The 14-year-old, whose name has not been disclosed, died Friday of apparent complications from acute viral carditis, an inflammation of the heart, said officials with the city Health Department and Riverside Hospital. She had spent part of last week at Georgetown University Hospital, then was transferred Nov. 30 to Inova Fairfax Hospital for cardiac bypass surgery. She was taken off life support within 24 hours of the operation.
Lawyers with University Legal Services, the advocacy group, said they have many questions about how she fell ill at Riverside and whether the staff there sought outside medical care quickly enough as her condition declined.
"We have concerns," attorney Mary Nell Clark said.
D.C. Department of Health spokeswoman Leila Abrar said yesterday that officials are reviewing the teenager's medical records and visited Riverside to talk with staff. She said those records indicate that the girl began running a fever Nov. 22; two days later, she complained of shortness of breath and chest pain, at which point she was admitted to Georgetown. The records show that the doctors' diagnosed that her heart had become inflamed, Abrar said.
A Riverside administrator gave a similar account yesterday, adding that there had been no delay in addressing the girl's flulike symptoms. Barbara Grove, who handles communications and community education at Riverside, said the girl fell ill the Wednesday before Thanksgiving but seemed better by the next morning. She fell ill again the next day and was transported to Georgetown.
"It's a big tragedy for the staff, a big tragedy for the mother, a big tragedy for all of us," Grove said.

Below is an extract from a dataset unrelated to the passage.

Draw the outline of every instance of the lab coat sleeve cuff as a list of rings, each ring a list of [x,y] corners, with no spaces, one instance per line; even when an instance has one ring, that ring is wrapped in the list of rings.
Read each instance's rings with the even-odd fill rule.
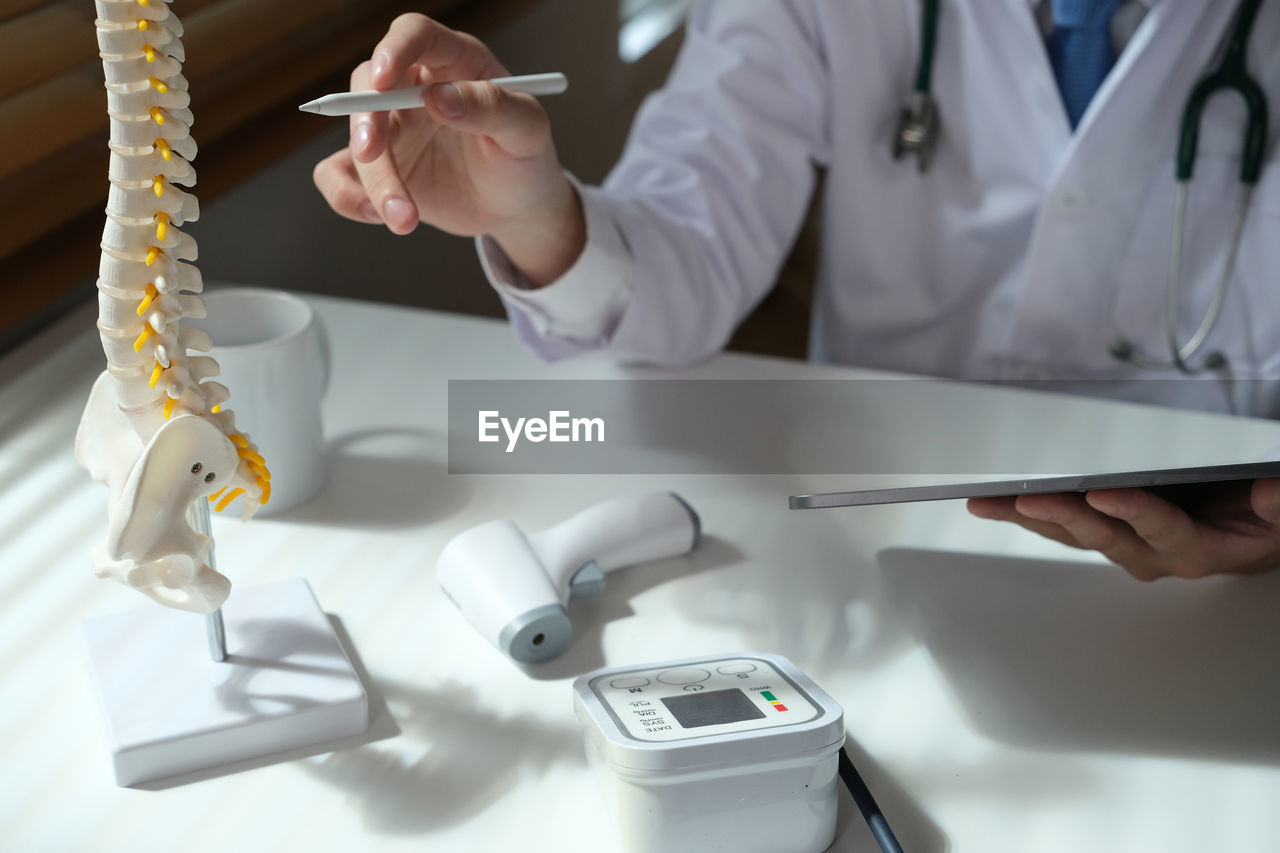
[[[594,187],[570,177],[582,199],[587,241],[568,271],[533,288],[497,242],[476,238],[476,251],[520,337],[548,358],[608,344],[635,290],[635,264],[609,209]]]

The hospital, on McArthur Boulevard at the edge of Georgetown, was founded in 1995 by a psychiatrist. It provides short-term acute care and months-long residential treatment for children in the District, including those in the foster care system. It averages 60 to 75 patients in its two units.
For several years, the hospital faced criticisms over its care, safety and procedures.
The girl, who Grove said had been at Riverside for six months, will be buried tomorrow.